My understanding of Tantra

Chipati – Skeletons dance – Tibetan Buddhist symbol celebrating ‘change’

I used to believe that Tantra was a collection of techniques to make you an amazing lover. There is some of that.

I used to think that in a Tantra workshop somebody would give you some exercises to learn different ways to stroke your cock, to stimulate the prostate and maybe to use the breathing to boost your sexual performance. There can be some of that too.

I had read the book The multiorgasmic man, by Mantak Chia and I thought that Tantra was all about being able to edge for ages and achieve amazing orgasms without coming. Certainly that is a possibility.

What I did not suspect is that even the most amazing techniques require of an open heart, a beginners’ mind, an ability to let go and a mind that can be present. A mind that is on your side. A mind that does not call for perfection, dramatises or that feels stressed in sex -and in life-.

Most of us would have encountered times in which sex does not go according to plan: the erection does not work, you come too quickly or you never come, you feel overwhelmed.

What about when you think your lover is sexier than you?, or you feel intimidated to bottom or to top?, you feel inadequate?…. The stories are endless.

There is a common marker in all those stories: you can not allow for your body (and your mind) to relax, to let yourself go, to play, to enjoy, to be present, without your mind chatting and fears coming to you.

‘If it happens in your sex, it happens in your life‘ (Jason Tantra)

This is an interesting idea: what role do you feel sex has in your life?, how often do you use sex as a distraction or escapism?, do you feel sex makes you feel happier, closer, more intimate with your partner or better in yourself?, do you have sex at all?, is sex important for you?, does sex stress you?…

Do you feel that you present yourself authentically as who you are in sex or issues such as shame or worry to be accepted happen?

And then, how much of any of that happens in your day to day life?: how much in your day you feel you need to escape, to distract yourself?, you feel less or more than others, you need to be perfect, you get stress about life/work, you feel angry for the way other performs, you feel angry for the way you feel perceived?.

The invitation here is for you to reflect on: how much in reality your sex is connected/disconnected from the rest of YOUR life?


The idea that we have of Tantra in the West comes as part of the Sexual revolution and counter culture movements in the 1960s.

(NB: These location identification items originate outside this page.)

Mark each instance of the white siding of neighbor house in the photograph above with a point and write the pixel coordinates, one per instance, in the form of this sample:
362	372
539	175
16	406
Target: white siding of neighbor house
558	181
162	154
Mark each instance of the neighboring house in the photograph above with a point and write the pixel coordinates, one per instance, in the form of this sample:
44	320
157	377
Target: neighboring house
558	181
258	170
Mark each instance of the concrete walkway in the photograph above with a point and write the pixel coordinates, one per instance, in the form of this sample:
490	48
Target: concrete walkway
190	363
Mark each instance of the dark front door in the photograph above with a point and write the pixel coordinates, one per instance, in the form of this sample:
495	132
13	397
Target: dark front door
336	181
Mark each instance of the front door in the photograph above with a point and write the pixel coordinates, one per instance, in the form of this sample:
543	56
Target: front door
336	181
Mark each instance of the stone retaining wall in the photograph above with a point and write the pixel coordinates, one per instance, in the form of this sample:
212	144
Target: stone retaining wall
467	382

In reality this is what we call ‘Neotantra’ and has very little to do with the original ‘Tantra’ religion that appeared in India in Medieval times.

Neotantra (so now commonly named ‘Tantra’) borrows from some of the principles commonly used in Buddhist meditation: be in the present moment, work towards being free from negative judgement and most importantly be kind to yourself and to others. It challenges your ego and helps you to reflect to grow as a better version of yourself.

Sex becomes a place to develop these principles by exploring longer full body multiple orgasms, increased sensitivity and an ability to let go. Sex then becomes a metaphor of your day to day life: ‘if it happens in your sex, it happens in your life’.